For years, Sister Pat and other environmentalists had urged ExxonMobil to take significant steps to reduce greenhouse-gas emissions from its operations and products. In 2007, she proposed a resolution that called on that energy giant to set a firm date to report on its progress.

“We’re the most profitable company in the history of the planet,” she told Rex Tillerson, then the company’s chief executive (and later secretary of state in the Trump administration), at the company’s annual meeting, “but what will be our long-term health when we are really faced with the regulatory and other challenges around global warming?”

She added: “We are now, this company and every single one of us, challenged by one of the most profound moral concerns. And we have the wherewithal to respond to that.”

The proposal won 31 percent of the ballots, or about 1.4 billion shares, the largest tally for an ExxonMobil climate-change resolution.
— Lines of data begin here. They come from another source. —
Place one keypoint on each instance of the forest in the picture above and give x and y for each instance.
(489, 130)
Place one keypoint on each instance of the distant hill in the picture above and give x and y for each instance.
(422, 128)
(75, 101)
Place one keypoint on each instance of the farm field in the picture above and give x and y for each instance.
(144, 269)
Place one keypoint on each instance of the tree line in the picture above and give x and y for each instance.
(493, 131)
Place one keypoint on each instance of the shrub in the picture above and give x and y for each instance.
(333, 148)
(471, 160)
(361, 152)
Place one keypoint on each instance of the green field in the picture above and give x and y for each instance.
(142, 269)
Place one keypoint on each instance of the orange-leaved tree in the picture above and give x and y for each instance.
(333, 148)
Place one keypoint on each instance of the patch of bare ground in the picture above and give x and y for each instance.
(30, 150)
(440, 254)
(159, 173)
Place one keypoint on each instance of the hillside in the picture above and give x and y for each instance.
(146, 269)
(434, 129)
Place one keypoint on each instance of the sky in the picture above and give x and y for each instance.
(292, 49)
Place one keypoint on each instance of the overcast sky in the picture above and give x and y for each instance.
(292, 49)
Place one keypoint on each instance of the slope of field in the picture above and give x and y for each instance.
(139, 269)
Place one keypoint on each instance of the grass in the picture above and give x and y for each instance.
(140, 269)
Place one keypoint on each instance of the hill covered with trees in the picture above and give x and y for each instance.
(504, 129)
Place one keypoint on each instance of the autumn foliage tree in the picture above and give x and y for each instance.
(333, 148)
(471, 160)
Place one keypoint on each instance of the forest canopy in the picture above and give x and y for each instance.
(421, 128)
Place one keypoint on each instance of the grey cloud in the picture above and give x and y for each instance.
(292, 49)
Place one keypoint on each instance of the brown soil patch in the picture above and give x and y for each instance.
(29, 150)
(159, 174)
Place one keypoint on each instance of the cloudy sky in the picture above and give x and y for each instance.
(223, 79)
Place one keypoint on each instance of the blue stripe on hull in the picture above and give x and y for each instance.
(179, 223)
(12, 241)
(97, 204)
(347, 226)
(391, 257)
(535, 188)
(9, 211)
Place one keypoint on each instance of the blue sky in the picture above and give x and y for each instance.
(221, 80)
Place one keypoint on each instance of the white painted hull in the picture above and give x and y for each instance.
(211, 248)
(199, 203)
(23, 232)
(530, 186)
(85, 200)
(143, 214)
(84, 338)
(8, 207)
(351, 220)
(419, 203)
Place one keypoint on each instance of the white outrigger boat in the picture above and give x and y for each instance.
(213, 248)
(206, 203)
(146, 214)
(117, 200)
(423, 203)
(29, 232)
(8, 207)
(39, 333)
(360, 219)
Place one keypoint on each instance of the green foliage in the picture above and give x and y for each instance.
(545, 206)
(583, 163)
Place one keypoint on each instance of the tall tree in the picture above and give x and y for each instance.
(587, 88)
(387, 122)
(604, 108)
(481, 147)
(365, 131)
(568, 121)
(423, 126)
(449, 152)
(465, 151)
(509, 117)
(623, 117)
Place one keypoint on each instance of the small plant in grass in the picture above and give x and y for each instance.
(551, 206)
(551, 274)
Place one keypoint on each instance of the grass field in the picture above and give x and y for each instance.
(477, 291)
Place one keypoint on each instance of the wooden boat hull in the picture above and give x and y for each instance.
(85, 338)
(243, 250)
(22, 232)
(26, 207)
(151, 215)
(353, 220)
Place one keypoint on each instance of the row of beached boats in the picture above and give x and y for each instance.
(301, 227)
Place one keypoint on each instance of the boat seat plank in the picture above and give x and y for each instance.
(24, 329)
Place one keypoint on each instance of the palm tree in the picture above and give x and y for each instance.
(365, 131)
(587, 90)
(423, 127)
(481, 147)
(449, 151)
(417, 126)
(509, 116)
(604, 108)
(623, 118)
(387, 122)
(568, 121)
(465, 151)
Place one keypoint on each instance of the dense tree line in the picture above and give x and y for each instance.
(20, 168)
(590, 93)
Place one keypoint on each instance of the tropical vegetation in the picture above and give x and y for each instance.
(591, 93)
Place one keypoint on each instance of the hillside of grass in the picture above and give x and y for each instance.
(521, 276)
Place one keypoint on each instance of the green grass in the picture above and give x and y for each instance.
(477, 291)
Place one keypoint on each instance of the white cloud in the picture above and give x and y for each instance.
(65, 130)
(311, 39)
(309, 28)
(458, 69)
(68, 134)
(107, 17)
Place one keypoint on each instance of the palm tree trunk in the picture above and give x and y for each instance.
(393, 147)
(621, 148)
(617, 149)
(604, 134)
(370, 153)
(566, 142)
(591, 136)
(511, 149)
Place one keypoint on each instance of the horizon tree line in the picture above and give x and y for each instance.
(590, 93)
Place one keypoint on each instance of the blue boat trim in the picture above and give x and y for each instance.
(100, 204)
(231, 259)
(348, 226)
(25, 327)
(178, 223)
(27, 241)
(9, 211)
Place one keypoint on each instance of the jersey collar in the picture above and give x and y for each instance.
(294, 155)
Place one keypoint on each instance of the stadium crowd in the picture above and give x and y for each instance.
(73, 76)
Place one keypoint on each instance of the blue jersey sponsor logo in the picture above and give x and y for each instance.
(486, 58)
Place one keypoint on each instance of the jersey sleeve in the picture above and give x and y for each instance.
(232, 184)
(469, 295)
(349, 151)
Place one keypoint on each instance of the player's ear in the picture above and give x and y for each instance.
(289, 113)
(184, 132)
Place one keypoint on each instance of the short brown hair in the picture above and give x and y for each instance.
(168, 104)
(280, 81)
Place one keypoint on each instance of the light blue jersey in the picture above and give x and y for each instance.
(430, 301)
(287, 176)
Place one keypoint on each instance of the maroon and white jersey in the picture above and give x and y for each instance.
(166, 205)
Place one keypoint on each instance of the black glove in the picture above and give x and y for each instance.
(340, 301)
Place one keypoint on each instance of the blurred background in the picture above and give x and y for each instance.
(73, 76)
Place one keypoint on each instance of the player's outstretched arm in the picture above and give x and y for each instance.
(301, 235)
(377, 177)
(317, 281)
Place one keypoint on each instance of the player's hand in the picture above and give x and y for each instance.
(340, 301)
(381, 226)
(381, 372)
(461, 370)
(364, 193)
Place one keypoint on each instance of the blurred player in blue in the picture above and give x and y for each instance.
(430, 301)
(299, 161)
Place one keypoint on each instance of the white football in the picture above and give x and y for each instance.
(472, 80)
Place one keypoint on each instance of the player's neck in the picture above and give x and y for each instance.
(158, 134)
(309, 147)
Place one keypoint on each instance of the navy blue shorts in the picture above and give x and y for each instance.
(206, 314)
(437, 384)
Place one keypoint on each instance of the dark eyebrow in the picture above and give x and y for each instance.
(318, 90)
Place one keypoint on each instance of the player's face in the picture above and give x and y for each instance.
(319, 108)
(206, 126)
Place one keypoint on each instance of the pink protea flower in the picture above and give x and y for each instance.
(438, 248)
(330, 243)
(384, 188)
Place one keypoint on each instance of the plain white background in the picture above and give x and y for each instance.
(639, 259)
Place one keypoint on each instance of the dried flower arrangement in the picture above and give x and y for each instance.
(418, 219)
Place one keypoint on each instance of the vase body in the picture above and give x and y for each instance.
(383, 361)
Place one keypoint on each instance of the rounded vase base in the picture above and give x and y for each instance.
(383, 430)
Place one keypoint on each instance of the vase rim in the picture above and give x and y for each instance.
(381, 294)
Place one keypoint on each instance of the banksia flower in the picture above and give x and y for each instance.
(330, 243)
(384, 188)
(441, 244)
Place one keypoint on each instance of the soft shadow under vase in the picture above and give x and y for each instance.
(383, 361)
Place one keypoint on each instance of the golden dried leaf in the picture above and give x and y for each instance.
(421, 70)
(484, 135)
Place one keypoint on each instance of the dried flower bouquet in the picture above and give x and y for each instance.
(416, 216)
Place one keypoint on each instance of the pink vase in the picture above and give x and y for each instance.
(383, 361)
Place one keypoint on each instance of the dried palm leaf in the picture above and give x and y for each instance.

If not an outright victory, it was a page in a decades-long narrative that led ExxonMobil to put a climate scientist on its board in 2017. Three executives who recognized the urgency to address climate change joined the company’s board in 2021, nominated by a tiny activist hedge fund, Engine No. 1.

“The arc of her work led us to those victories by working from the inside and the outside,” John Passacantando, the founder of Ozone Action, an anti-global warming group, and a former executive director of Greenpeace, said in a phone interview.

In 1999, Vanity Fair named her to its Hall of Fame, applauding her as one who “translates belief into commitment and never backs down from a fight.”

Mary Beth Gallagher, who replaced Sister Pat as executive director of the Tri-State Coalition in 2017, said Sister Pat had not become frustrated when her resolutions were routinely voted down.

“She lived in hope,” Ms. Gallagher said. “We never talked about winning or losing. It was about raising consciousness and educating. If we’re not asking these questions, who will?”